The geography/location of site or visitors in not an issue. I don't see how Europe is any different from the rest of the world as far as Alexa is concerned. I will agree that Alexa is close to a non-issue, but that applies whereever on Earth you are. Take it's traffic rankings together with lots of other information including metricsmarket.com, trafficrankings.com etc to form a "rough" idea of how well a site is doing with "volume of traffic". None of them will give you an indication as to the quality of traffic and/or the conversion rates ;-)

gr8appeal

5:24 pm on Feb 8, 2004 (gmt 0)

10+ Year Member



From my experience (managed an affiliate program for 6 years), two sites, selling the same item will get the same click through to a buyer ratio if they're within 20% of each others price... Low prices most of the time turned customers away... would you buy windowsXP from a website that sells it for $20 or for $200? When it comes to Alexa, their ratings count what YOU allow them to count. If you don't want to be seen by Alexa (and I don't want my competitors to see me), pasword protect your index page. :) send everyone to a secondary page.

M2D_Media

6:56 pm on Feb 9, 2004 (gmt 0)

10+ Year Member



The only problem I have with Alexa is that it is Spyware. I use Ad-Aware and it nails Alexa. (even M.S.'s use of Alexa to track internet activity). If I visit your site it won't even register with Alexa. Many other people use anti-spyware as well. So you might not be getting as accurate a reading as you think.

Macro

7:05 pm on Feb 9, 2004 (gmt 0)

WebmasterWorld Senior Member 10+ Year Member



M2D Media, any toolbar will be picked up by programs like "hijack this" as possible spyware, including the Google toolbar.

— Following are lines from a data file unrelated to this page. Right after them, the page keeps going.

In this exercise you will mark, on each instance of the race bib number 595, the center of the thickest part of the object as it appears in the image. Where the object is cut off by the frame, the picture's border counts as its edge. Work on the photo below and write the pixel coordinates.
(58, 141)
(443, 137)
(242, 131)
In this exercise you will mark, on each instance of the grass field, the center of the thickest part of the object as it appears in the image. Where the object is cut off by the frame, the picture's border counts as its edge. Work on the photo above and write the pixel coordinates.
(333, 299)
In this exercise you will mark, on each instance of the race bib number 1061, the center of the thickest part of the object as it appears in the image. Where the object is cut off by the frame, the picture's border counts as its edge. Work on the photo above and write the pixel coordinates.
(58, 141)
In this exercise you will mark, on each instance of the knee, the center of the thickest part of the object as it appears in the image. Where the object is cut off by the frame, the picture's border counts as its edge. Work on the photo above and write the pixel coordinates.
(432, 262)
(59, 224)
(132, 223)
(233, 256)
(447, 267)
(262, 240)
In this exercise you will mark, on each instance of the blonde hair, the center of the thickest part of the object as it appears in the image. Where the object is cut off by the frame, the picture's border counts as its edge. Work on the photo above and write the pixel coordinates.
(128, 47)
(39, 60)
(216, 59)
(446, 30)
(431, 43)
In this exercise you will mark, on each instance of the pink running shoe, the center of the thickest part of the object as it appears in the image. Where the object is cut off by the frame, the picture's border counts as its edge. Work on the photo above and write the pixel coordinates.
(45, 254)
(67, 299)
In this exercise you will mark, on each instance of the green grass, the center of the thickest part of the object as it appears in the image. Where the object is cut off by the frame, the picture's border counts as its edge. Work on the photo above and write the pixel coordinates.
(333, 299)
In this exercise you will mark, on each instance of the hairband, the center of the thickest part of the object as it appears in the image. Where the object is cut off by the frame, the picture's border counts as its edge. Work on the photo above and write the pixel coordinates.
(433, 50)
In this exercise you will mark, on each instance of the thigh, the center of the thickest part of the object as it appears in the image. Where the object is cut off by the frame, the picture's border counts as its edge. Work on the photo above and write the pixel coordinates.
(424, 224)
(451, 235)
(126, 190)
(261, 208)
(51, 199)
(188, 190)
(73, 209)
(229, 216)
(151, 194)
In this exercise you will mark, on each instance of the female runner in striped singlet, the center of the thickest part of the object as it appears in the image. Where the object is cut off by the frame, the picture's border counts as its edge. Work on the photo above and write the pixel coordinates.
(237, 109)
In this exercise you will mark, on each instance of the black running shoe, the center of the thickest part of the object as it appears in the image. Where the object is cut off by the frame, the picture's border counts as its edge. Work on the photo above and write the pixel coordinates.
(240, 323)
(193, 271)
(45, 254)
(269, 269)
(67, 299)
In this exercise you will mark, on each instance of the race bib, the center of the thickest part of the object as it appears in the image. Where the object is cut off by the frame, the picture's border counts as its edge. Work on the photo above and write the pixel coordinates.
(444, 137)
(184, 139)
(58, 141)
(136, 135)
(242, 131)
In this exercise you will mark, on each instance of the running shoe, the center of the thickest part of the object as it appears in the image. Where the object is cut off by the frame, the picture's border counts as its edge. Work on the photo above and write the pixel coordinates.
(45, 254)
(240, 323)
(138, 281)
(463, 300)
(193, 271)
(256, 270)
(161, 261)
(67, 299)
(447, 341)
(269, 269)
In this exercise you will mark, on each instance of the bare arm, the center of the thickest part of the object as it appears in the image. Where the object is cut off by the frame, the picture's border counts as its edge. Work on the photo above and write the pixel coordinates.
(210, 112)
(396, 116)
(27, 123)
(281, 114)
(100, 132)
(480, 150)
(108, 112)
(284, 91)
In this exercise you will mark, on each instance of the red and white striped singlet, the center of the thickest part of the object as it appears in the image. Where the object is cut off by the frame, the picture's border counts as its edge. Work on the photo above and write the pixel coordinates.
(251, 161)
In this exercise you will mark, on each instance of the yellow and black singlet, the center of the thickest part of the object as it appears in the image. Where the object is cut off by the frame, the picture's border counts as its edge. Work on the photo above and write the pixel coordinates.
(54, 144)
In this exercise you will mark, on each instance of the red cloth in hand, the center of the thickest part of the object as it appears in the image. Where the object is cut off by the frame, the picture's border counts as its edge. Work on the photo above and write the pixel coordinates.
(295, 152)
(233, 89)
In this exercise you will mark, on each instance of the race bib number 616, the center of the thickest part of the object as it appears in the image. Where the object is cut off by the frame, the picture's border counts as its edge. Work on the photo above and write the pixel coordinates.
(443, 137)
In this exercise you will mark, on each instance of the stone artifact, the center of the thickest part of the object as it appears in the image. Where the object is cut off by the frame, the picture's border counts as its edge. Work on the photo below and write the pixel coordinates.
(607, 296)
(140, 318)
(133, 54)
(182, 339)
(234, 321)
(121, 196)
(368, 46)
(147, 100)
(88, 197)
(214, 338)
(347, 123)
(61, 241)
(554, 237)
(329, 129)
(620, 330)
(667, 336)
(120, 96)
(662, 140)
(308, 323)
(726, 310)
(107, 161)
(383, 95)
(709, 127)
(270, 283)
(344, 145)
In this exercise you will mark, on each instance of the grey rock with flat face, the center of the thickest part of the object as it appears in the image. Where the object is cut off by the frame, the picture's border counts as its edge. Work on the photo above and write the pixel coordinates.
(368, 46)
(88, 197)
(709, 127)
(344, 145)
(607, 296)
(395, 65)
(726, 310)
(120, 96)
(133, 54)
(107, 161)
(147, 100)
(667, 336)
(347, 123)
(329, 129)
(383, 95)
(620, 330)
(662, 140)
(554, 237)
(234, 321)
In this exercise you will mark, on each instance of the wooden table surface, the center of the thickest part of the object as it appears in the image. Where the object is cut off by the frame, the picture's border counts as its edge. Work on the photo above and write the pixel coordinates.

The whole point of installing the Alexa toolbar is to provide Alexa with information on the sites you visit in exchange for them providing you with some estimates on how popular particular sites are with other alexa users. Nobody expects an accurate reading because Alexa's ranks are extrapolated from data Alexa does collect. Your visit to the site does not need to register with Alexa.